First off, the bisect "terms" have to be reversed, otherwise it gets very confused if the "good" commit is newer than the "bad" commit. We can do this by specifying our own terms when initialising the bisect.
git bisect start --term-new fixed --term-old broken
Now we specify our "fixed" and "broken" points. For this particular project, we know that the change happens between two different tags, so specify those:
git bisect fixed glibc-2.13 git bisect broken glibc-2.12
Git will then tell you how many bisects it has to do to work out which commit is causing the issue (or, is fixing the issue). If you're clever, you can tell it to run a script so that it can run each commit through automatically. In this case I use the glibc_version_header.py script, which can apply all previously required patches and compiler flags. Because we're doing the bisect "backwards", we need to invert the result of the script:
git bisect run bash -c "! ./glibc_version_header.py"
Now all you need to do is wait for a bit for each commit to be built (git bisect uses binary search, so runs in O(log n) time), and bingo, the commit that fixed the build problem has been found!.
A change to binutils 2.21 changes how
.dtors sections of binaries work. Apparently 2.12 hardcodes the old
behaviour, resulting in the built binaries just segfaulting when they're used as part of the build process. The full
patch for this is quite large and changes a lot of stuff we don't care about for this project, so my own patch just
stubs out the necessary blocks with
#if 0 instead.
*** mixed implicit and static pattern rules. Stop.
Another minor one here. At some point in the past
make stopped allowing mixing rules with patterns in them (
those without. Duplicating the makefile rule was easy enough.
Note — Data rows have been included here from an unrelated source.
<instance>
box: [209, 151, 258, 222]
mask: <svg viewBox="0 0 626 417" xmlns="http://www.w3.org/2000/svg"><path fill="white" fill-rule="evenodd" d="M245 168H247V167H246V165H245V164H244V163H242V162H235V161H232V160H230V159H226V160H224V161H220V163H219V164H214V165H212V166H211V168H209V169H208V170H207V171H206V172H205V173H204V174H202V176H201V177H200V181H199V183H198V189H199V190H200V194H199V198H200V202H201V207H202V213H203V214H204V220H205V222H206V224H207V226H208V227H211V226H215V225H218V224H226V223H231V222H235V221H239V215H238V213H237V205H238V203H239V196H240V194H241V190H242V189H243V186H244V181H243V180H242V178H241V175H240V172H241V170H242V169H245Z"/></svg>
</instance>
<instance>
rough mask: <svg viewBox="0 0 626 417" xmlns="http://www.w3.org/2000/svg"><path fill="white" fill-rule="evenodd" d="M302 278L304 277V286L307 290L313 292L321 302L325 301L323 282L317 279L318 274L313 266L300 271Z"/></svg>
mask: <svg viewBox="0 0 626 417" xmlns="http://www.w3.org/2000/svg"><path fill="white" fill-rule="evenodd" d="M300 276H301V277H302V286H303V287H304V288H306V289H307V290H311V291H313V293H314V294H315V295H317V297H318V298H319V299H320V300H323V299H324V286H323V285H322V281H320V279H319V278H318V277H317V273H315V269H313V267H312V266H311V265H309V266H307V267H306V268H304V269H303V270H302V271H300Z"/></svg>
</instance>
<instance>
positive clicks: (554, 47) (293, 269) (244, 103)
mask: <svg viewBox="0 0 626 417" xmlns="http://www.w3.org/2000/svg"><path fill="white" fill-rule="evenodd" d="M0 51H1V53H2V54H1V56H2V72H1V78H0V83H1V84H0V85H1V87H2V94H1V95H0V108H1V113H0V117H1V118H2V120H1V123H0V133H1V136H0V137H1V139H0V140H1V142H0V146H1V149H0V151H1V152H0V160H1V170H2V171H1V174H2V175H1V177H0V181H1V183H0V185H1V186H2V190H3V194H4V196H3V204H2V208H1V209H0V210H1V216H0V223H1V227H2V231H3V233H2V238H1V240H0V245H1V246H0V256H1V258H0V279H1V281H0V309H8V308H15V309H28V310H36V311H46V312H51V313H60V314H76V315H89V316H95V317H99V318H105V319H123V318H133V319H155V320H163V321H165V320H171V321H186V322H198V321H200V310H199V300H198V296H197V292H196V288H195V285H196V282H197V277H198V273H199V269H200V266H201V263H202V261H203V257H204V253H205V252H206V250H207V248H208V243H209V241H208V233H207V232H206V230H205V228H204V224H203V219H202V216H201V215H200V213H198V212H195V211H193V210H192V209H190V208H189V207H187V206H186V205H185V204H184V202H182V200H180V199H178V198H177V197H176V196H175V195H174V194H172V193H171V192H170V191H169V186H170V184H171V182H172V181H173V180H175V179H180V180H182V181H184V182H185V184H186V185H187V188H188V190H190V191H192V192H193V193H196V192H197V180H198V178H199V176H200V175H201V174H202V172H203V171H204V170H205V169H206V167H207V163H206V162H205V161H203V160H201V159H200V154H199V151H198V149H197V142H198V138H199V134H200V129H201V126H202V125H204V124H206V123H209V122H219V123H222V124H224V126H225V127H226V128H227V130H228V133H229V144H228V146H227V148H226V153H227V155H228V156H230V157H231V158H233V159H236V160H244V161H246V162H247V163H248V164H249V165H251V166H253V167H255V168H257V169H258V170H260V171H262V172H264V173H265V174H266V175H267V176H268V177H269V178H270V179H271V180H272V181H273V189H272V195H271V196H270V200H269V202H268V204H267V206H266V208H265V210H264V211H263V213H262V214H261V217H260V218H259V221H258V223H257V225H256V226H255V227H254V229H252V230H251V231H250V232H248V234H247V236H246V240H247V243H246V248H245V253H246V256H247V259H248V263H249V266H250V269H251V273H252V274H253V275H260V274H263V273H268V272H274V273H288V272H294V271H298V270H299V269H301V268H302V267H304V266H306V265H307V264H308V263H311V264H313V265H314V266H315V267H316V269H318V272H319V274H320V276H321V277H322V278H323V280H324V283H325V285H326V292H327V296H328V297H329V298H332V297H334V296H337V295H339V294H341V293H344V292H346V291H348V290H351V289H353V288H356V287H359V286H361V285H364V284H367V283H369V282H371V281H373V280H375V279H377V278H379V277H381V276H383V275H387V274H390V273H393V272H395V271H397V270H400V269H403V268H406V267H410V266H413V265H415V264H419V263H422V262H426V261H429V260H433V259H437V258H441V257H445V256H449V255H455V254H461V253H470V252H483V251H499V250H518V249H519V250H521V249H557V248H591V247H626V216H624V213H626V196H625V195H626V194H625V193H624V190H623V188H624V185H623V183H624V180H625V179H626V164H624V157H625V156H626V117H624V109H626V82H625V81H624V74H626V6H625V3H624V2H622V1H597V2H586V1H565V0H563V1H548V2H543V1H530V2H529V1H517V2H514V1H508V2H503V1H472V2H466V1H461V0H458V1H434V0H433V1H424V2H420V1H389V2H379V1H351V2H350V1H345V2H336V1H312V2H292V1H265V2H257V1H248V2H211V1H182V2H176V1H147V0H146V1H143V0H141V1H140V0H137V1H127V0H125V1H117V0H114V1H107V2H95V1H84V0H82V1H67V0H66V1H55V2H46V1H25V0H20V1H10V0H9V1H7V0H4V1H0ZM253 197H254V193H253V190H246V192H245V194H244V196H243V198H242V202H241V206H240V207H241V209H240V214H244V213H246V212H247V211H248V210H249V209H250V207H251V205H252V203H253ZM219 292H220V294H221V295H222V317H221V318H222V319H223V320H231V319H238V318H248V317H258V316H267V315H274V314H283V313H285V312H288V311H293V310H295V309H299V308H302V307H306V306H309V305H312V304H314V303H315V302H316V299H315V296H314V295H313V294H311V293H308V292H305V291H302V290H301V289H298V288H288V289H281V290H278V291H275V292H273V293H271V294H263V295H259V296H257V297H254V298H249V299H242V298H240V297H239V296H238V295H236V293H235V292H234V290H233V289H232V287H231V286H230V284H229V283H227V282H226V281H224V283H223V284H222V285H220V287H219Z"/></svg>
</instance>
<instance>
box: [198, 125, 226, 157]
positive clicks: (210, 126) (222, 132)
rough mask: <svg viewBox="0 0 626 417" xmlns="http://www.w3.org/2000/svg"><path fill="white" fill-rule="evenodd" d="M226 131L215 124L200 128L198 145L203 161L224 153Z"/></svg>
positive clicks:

A linker failure on build. This seems to have been caused by a binutils change as well. Luckily the solution was quite
simple - the output of
ld had changed slightly, so all that needed to be done was to adjust a single sed command.
GCC5 switched its default C standard from C89 to C99. This changes how
inline is treated and using
extern with it is
no longer tolerated in the same way. Instead, you have to use the similar
__extern_inline instead. Due to the
essentially unrelated error messages this generated ("redefiniton of <function>"), finding the patch that actually
fixed this required some extensive bisecting.
And with that, we are done! A working (or at least compiled) glibc 2.5 for modern Linux systems. Now you can relax and enjoy all that extra compatibility afforded by all those ancient headers.